We watched this summer as a slew of complaints emerged about the state softball and baseball tournaments. The complaints weren’t about officiating or any of the normal issues you hear fans carp about. They claimed the playing fields weren’t level between public schools and private schools.

Frankly, we think they have a point.

Public schools are limited geographically. Broadly speaking, students who live outside the district’s borders can’t be brought in to bolster a team’s hopes of postseason glory. Private schools, on the other hand, can and do actively recruit in a manner that’s simply not open to the public schools.

But, some may say, students can and do open enroll into other districts when someone nearby is known for having a better program. That’s true. There is a massive difference between a player enrolling from Ottumwa to E-B-F and schools actively searching out and bringing in players.

The results in the state championships show the imbalance. Private schools are dominant, and it’s disingenuous to claim that their ability to recruit does not play a role.

Most suggestions from the public we’ve heard say the state athletic associations should move private schools into their own class. It’s not a bad idea, but that would create a situation in which large, wealthy schools would dominate smaller, less prominent ones. The imbalance would be shifted, not resolved.

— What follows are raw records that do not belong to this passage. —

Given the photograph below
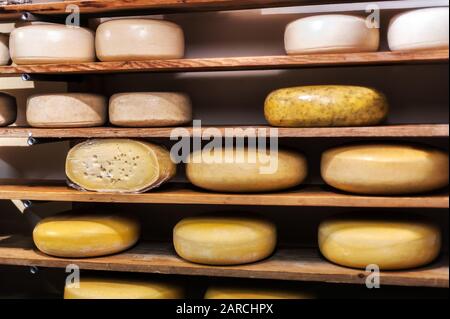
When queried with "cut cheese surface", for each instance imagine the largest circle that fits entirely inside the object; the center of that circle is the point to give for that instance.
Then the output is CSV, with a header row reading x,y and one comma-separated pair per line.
x,y
331,33
118,165
149,109
224,240
388,243
422,29
66,110
385,168
325,105
86,235
139,39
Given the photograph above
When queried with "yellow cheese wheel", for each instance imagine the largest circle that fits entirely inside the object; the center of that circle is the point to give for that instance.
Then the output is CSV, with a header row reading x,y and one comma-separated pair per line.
x,y
224,240
244,170
109,288
385,168
118,165
325,105
85,235
388,243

We think there’s a better solution. Private schools should have a multiplier of at least 1.5 applied to their student numbers for athletic purposes.

The impact of such a multiplier on a small private school would be minimal. A school with 90 students would see their total go to 135 for purposes of athletic competition. That’s not going to knock them out of the small school classes.

But for the big schools, the ones who most frequently and blatantly seek out star athletes, this would have a major effect. Imagine a school of 700 students getting hit with a 1.5 multiplier. It would send their student population up to 1,050 for athletic competitions. That’s likely enough to bump that larger school up by a class.

It’s important to note that none of this accuses any of the private schools of breaking the rules as they currently exist. They’re using the rules to their advantage. The rules themselves are the issue. They weren’t drawn up with the current sports landscape in mind. Given that the rules are the problem, changing them seems like a reasonable step.

Iowa's athletic associations should seriously consider such a fix. Past missteps like giving rights to the live broadcast of the state wrestling tournament to a station most in Iowa cannot receive have created unnecessary black eyes. Doing something to level the playing field between public and private schools would help restore some of that lost credibility.

Will they do so? We have our doubts.